Clinical Tests for Other Vestibular Conditions

When vertigo isn’t caused by BPPV, clinicians have other tools to determine which ear has lost function. One widely used method is the video head impulse test, where you wear special goggles that track your eye movements while the clinician makes quick, small head turns. In a healthy ear, your eyes stay locked on a target during the turn. When the affected ear can’t keep up, your eyes slip off the target and then snap back with a corrective movement. The side that produces these corrective movements is the side with reduced function.

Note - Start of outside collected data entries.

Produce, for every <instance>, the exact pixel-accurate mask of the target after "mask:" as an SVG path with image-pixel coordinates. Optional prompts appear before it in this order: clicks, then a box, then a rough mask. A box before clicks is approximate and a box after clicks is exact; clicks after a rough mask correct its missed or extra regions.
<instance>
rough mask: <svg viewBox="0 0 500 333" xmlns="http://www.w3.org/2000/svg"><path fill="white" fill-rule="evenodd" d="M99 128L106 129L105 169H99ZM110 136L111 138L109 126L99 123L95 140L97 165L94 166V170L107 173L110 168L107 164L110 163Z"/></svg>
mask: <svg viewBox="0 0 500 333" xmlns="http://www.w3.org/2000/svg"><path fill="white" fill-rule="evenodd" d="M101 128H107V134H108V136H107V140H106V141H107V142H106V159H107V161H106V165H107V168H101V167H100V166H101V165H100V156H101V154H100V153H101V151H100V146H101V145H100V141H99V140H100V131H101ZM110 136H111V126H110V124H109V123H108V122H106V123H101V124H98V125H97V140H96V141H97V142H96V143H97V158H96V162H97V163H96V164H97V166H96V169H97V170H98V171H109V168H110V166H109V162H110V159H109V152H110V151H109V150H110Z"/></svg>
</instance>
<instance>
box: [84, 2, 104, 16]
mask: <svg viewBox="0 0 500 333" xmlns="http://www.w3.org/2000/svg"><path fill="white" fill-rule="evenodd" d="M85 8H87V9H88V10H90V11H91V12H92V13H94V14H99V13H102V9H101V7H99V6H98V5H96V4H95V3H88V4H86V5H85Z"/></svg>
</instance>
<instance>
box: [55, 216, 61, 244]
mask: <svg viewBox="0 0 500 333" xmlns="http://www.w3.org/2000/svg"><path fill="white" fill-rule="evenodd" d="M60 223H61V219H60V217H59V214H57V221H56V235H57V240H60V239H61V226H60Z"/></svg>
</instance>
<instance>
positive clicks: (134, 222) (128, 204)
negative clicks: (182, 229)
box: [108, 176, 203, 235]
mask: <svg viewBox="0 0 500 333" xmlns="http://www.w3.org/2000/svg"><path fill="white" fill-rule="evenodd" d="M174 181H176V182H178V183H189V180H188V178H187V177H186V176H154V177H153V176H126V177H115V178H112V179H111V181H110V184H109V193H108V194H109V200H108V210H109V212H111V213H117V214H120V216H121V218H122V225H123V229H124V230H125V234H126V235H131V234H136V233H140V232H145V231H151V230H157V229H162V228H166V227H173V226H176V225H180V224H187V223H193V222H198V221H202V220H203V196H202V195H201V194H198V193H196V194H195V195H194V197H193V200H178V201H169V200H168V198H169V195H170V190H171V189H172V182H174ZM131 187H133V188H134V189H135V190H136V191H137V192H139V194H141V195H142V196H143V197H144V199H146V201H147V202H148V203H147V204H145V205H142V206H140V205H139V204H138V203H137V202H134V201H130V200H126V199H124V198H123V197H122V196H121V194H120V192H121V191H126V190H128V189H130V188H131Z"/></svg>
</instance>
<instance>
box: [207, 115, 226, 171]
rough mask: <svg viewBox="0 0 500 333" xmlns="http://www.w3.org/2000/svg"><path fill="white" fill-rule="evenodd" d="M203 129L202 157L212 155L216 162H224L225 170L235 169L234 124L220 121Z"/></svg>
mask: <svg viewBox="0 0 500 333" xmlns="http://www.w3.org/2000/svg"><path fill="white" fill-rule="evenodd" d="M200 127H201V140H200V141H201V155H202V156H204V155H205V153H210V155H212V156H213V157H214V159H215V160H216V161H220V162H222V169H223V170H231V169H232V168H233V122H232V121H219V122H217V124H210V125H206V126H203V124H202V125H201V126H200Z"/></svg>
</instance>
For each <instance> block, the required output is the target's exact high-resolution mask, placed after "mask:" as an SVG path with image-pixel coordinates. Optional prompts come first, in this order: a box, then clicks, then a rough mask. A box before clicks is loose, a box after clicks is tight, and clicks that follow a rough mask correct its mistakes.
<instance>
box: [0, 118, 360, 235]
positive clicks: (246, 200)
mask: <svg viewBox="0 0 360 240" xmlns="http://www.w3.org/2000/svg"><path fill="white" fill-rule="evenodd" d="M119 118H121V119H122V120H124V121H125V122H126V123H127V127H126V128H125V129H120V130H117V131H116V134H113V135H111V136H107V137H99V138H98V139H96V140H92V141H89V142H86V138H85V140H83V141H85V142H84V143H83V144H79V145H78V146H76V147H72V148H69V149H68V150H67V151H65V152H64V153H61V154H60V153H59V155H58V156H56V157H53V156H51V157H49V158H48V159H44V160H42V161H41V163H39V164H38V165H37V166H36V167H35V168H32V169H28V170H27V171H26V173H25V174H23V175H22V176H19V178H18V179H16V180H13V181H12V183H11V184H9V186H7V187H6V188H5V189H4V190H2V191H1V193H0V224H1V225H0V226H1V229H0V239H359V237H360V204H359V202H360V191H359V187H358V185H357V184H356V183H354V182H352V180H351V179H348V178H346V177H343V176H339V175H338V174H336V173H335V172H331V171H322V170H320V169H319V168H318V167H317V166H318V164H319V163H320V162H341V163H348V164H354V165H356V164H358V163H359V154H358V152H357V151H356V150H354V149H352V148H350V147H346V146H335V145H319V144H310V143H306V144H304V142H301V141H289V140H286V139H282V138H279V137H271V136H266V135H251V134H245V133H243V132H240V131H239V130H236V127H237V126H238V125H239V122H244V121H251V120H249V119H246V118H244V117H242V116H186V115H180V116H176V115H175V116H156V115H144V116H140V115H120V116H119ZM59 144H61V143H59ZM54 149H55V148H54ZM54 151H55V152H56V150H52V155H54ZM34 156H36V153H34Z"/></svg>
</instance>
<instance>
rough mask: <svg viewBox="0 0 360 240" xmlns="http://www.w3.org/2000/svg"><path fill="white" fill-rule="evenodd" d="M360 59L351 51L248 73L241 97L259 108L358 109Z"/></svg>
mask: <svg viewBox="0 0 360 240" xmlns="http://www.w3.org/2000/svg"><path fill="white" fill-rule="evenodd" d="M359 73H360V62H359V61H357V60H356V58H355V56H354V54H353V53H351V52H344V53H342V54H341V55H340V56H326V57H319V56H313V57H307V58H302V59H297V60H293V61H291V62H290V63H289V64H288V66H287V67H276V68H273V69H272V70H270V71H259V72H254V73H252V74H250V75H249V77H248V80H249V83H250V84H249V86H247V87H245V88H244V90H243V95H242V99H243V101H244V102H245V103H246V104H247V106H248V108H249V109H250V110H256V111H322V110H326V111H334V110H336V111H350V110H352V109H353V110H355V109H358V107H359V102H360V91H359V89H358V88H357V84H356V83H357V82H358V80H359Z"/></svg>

This test measures something called VOR gain, essentially how well each ear drives compensatory eye movements. A gain below about 0.875 suggests that ear has significant weakness. Because each ear is tested independently, the comparison between sides makes lateralization reliable.

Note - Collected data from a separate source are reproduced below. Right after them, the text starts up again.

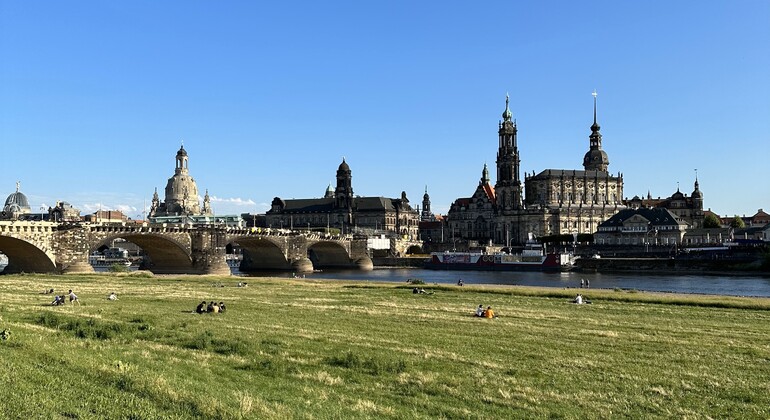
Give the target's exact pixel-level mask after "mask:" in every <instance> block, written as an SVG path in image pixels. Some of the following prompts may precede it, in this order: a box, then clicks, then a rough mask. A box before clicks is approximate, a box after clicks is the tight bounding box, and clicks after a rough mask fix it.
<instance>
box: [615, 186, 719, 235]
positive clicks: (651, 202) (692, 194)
mask: <svg viewBox="0 0 770 420" xmlns="http://www.w3.org/2000/svg"><path fill="white" fill-rule="evenodd" d="M626 204H627V205H628V207H630V208H632V209H638V208H644V207H646V208H653V207H655V208H664V209H668V210H670V211H671V213H673V214H674V215H675V216H676V217H678V218H679V219H681V220H682V221H684V222H686V223H687V224H688V225H689V227H690V228H692V229H699V228H702V227H703V220H704V218H705V217H706V212H705V211H703V193H702V192H701V190H700V184H699V183H698V177H697V176H696V177H695V184H694V189H693V192H692V194H691V195H690V196H687V194H684V193H682V192H681V191H679V187H677V189H676V192H675V193H673V194H671V196H670V197H667V198H652V196H651V195H650V193H649V192H648V193H647V198H639V196H634V198H632V199H630V200H627V202H626Z"/></svg>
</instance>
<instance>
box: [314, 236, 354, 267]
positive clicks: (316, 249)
mask: <svg viewBox="0 0 770 420" xmlns="http://www.w3.org/2000/svg"><path fill="white" fill-rule="evenodd" d="M307 257H308V258H309V259H310V261H311V262H312V263H313V267H315V268H350V267H351V266H352V264H351V261H350V254H348V250H347V249H345V247H344V246H342V245H341V244H340V243H339V242H335V241H318V242H315V243H312V244H308V247H307Z"/></svg>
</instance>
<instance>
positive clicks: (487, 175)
mask: <svg viewBox="0 0 770 420" xmlns="http://www.w3.org/2000/svg"><path fill="white" fill-rule="evenodd" d="M481 183H482V184H489V169H487V164H486V163H485V164H484V169H483V170H482V171H481Z"/></svg>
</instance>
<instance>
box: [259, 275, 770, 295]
mask: <svg viewBox="0 0 770 420" xmlns="http://www.w3.org/2000/svg"><path fill="white" fill-rule="evenodd" d="M256 276H279V277H280V276H286V277H291V273H275V272H274V273H260V274H257V275H256ZM305 277H306V278H309V279H336V280H372V281H389V282H397V283H406V281H407V280H408V279H420V280H422V281H424V282H425V283H426V284H428V285H429V284H433V283H437V284H457V281H458V280H459V279H462V280H463V283H465V284H466V285H472V284H486V285H522V286H544V287H559V288H579V287H580V280H581V279H584V280H588V282H589V284H590V287H591V288H592V289H594V288H601V289H614V288H621V289H636V290H646V291H653V292H673V293H700V294H709V295H730V296H761V297H770V276H748V275H705V274H637V273H579V272H565V273H559V272H555V273H554V272H540V271H521V272H519V271H441V270H424V269H417V268H376V269H374V270H372V271H368V272H367V271H358V270H324V271H323V272H320V273H312V274H306V275H305Z"/></svg>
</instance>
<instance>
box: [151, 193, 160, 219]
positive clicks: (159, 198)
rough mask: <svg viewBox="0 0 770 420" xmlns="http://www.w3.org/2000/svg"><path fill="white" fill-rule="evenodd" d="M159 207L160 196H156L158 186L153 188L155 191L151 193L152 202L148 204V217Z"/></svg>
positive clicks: (157, 209)
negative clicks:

Caloric testing is another option, where warm or cool air (or water) is delivered into each ear canal to stimulate the inner ear. The resulting eye movements are measured and compared between sides. A significant difference in response strength indicates which ear is underperforming. This test has been a clinical standard for decades, though it’s less comfortable than the head impulse test and takes longer to perform.

What You Can Track at Home

You can’t formally diagnose which ear is affected on your own, but keeping a symptom log helps your clinician narrow it down faster. Note which positions trigger your vertigo: does it happen when you roll to the right or the left? Does lying on one side feel worse than the other? For BPPV specifically, the side you roll toward when vertigo strikes is often the affected side.

Also pay attention to one-sided symptoms like ear pressure, muffled hearing, or ringing. These don’t occur with BPPV but point strongly toward conditions like Ménière’s disease and help your doctor identify the involved ear before testing even begins. The more specific your observations, the quicker and more accurate the diagnostic process becomes.